Besok jadwal perkuliahan sudah menanti Farah. Setelah puas bermalas-malasan selama liburan, kali ini Farah sudah bangun sepagi mungkin untuk membiasakan diri menghadapi jadwal perkuliahannya.
Jam baru saja menunjukkan pukul 08.00 kala dentingan bel pintu menggema. Farah buru-buru membuka pintu setelah Tante Kiara meneriakinya dari lantai bawah.
Penampakan orang yang dimaksud direspon dengan keterkejutan oleh Farah, ia mempersilahkan tamunya masuk. Gadis itu baru saja akan menemui Tante Kiara ketika suara berat itu masuk ke gendang telinga Farah.
"Kamu mau bicara apa Fa? Kata Tantemu kamu pengen ngomong sesuatu."
Belum reda keterkejutan Farah perihal alasan kedatangannya, kini ia malah langsung diserang ke intinya.
"Kamu sudah memutuskan Fa?"
Tak ada tanda-tanda akan memberikan jawaban, Om Sakta lalu menghempaskan tubuhnya ke sofa ruang tamu itu. Sedangkan Farah berlari cepat menuju taman belakang tempat Tante Kiara berada.
"Tante yang manggil dia kan?" Tante Kiara langsung berbalik mendapati muka Farah menahan kesal.
Diiringi anggukan, Tante Kiara berkata, "Tante hanya membantu kamu Fa. Maaf Tante nggak pernah bilang tentang ini, Tante hanya berharap menyampaikan kabar baik itu dengan cepat."
"Tapi nggak kayak gini Tan. Aku nggak siap, ini terlalu cepat! Aku memang menerima beliau menjadi bagian dari keluarga aku yang hilang. Tapi aku nggak akan dengan mudah meninggalkan Tante. Bagaimana pun Tante adalah orang tua aku!" Farah berkata kesal, di lain sisi matanya mulai berkaca-kaca mengatakan semua itu.
Tante Kiara pun menatap dengan matanya yang juga mulai berembun, ia hanya mengangguk dan memeluk Farah.
"Iya, iya maafin Tante. Tante tau kamu terlalu baik Fa, tapi untuk kali ini kamu harus memikirkan diri kamu sendiri. Tante akan selalu ada untuk kamu," ucap wanita itu parau. Sembari mengelus punggung Farah pelan, ia mulai meneteskan air matanya.
Percakapan itu berakhir setengah jam kemudian, Farah memutuskan menuruti saran Tante Kiara dan menemui Papanya sendirian.

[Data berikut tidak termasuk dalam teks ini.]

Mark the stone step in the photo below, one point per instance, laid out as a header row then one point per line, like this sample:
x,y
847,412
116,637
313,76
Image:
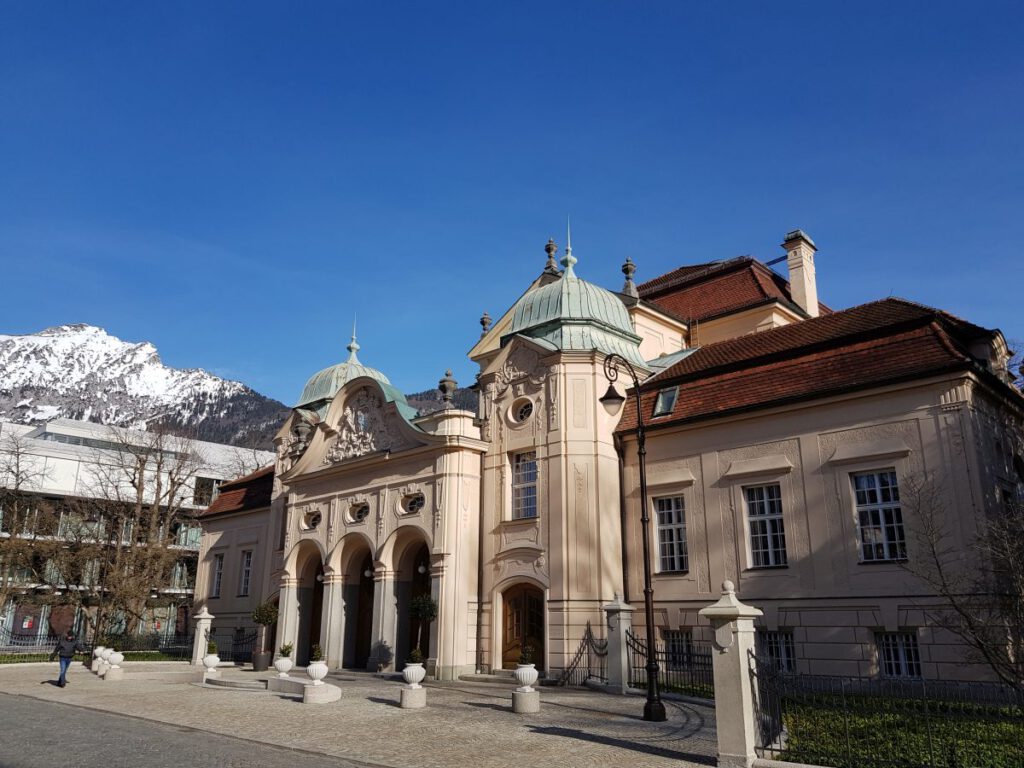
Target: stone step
x,y
239,684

Duduk berhadap-hadapan di ruang tamu yang senyap ini menimbulkan perasaan yang ganjil bagi Farah. Ia bingung sendiri bagaimana akan memulai untuk mengatakan semua ini. Mengingat hubungan mereka yang masih begitu baru dan canggung.
"Aku udah memutuskan, terkait bagaimana hidup aku ke depannya."
Netra pria paruh baya itu membola, ia semakin menatap intens langsung pada kedua manik Farah.
"Yaa, iya. Aku menerima Papa sebagai keluarga aku."
Senyuman gembira Om Sakta terlukis dengan cepat. Ia sontak menarik Farah ke dalam pelukannya. Tubuh Farah menegang seketika, namun perlahan gadis itu menerima pelukan itu.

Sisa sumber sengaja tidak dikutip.